なので、もう少しこの映画について語りましょう。
思いっきりネタばれしてますが、そんなことでは映画がつまらなくならない、いや、むしろ、予備知識としてもっておいたほうがいいかもしれません。
今から25年前に仙台で解散コンサートをした少年メリケンサックの動画が、インターネットにアップされ、それを宮崎あおいさん演じるレコード会社の新人発掘担当の契約OLが見つけるというのが最初の場面です。
実はこの動画のアップは、少年メリケンサックの元マネージャーで今はテレビプロデューサー役のピエール瀧さん。
少年メリケンサックの復活劇は、ピエール瀧さんによって仕組まれたんですよ。
バンド、少年メリケンサックのメンバーは、ベースの佐藤浩市さん、ギターの木村祐一さん、ボーカルの田口トモロヲさん、ドラムの三宅弘城さんです。佐藤さんと木村さんは兄弟で、弟役の木村さんが佐藤さんからギターを教えられたけど、一人だけアイドルとしてメジャーデビューしちゃったんです。
で、そのアイドルバンドのローダー(荷物運び)に佐藤さんが偶然選ばれて、仙台でのコンサートのときに限界がきていたアイドルバンドをつぶして面白いものを生み出そうとしたピエール瀧さんが三宅さんら地元の不良をけしかけて、大暴れさせて、そこに佐藤さんも加わって、少年メリケンサックが誕生しました。
三宅さんは、映画の中では、ヤングと呼ばれるのですが、その由来は、四角い顔で、おでこの右側に3本の筋があって、焼きそばのぺヤングににているからなんですけど、その3本の傷は、佐藤さんがメリケンサックをして、彼の顔を殴った時にできたんです。
ボーカルの田口さんは再結成時、車いすでほとんど口がきけないんですけど、これは、解散コンサートの時に兄弟げんかをしてギターとベースで殴りあっていたところに飛び込んで頭を殴られたからなんです。
もっともカツゼツの悪いのは昔からみたいで、殴られる前の解散コンサートの映像でも「ニューヨークマラソン」と歌っています。
宮崎あおいさんが、このバンドの映像を見つけて、社長のユースケさんと「でも、なぜ、ニューヨークマラソン」なんでしょうね」っていうシーンがありますので、お見逃しなきよう。

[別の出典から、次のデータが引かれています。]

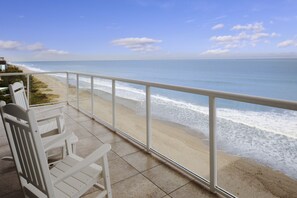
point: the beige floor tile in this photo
(120, 170)
(95, 128)
(166, 178)
(79, 117)
(110, 137)
(192, 190)
(141, 161)
(136, 186)
(86, 146)
(123, 148)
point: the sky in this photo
(147, 29)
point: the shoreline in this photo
(240, 176)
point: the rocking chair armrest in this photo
(56, 116)
(93, 157)
(55, 139)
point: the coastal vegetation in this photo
(39, 91)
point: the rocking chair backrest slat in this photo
(27, 147)
(18, 94)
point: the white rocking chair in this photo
(70, 177)
(50, 125)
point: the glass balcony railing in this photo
(213, 136)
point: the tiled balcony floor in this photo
(134, 173)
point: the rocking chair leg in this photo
(106, 176)
(7, 158)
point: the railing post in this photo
(67, 88)
(113, 105)
(148, 118)
(28, 89)
(92, 96)
(77, 91)
(212, 144)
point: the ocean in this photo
(267, 135)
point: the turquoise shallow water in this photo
(268, 135)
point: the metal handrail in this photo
(211, 94)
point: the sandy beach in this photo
(242, 177)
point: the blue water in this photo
(265, 134)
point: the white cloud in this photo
(215, 52)
(138, 44)
(10, 45)
(256, 27)
(57, 52)
(287, 43)
(35, 47)
(218, 26)
(230, 38)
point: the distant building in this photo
(2, 64)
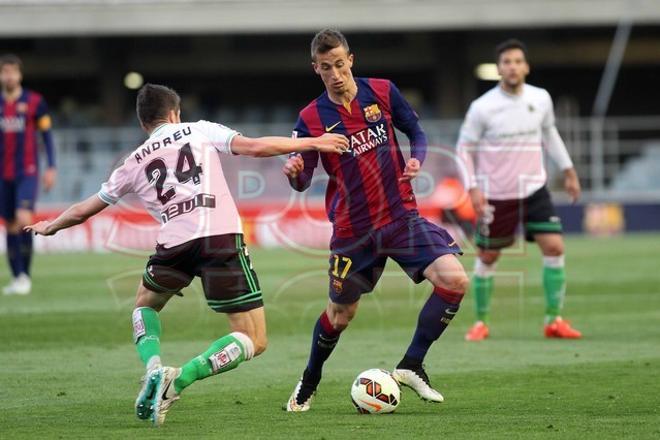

で、しばらくしてから、宮崎さんが、木村さんに「なんでニューヨークマラソンなんですか?」って聞くんですけど、木村さんは、「あれ、ニューヨークマラソンではないですよ。歌詞は僕が書いたんですから」といって、歌詞を宮崎さんに渡します。
宮崎さんは、その歌詞をみて「こんなのアルバムにできない。。。」
でも、田口さんは、ツアーがリハビリになって、ドンドンカツゼツが良くなって、ニュース番組にバーター出演が決まって、そのニュース番組の生放送で歌うときには、はっきり「農薬のませろー」って聞こえるんです。
これで、メジャーデビューの夢が断たれ、宮崎さんは実家の回転寿司を手伝い・・・とラストの場面になります。
でも、ハッピーエンドなんですよ。このあとのワンシーンでそれがわかります。
最後は何となくうまくまとめちゃったなって感じです。
やっぱりメジャー映画では、その他のエンディングはNGなんでしょうね。
さいごはパンクっぽくないですよ。
だから、続編の「真・少年メリケンサック」の話しがユースケさんから出たりするんでしょうね。
初日舞台挨拶での彼は、この映画に限らず、でしゃばりで暴走するんですけど、今回も「もう続編が決まっています」とか、「全員、右の肩にタトゥーを入れました」とか、「私、真性のホモっていう役で、宮崎さんのおっぱいがっつり揉ませていただきました」
でも、他の人から「ものすごく遠慮がちに触ってたじゃないですか」ってつっこまれていました。
佐藤さんによれば、一番盛り上がったライブシーンは、映画の中になく、スチール撮影のときだったそうです。
個人的には、宮崎さんは篤姫のような国民的スターより、コメディアンヌ的な女優の方が似合います。
佐藤さんに蹴られ、木村さんにうんこ投げつけられ、ユースケさんに乳を揉まれても、元気に復活する彼女は輝いています。
とても分かりやすく頭の中が整理されました。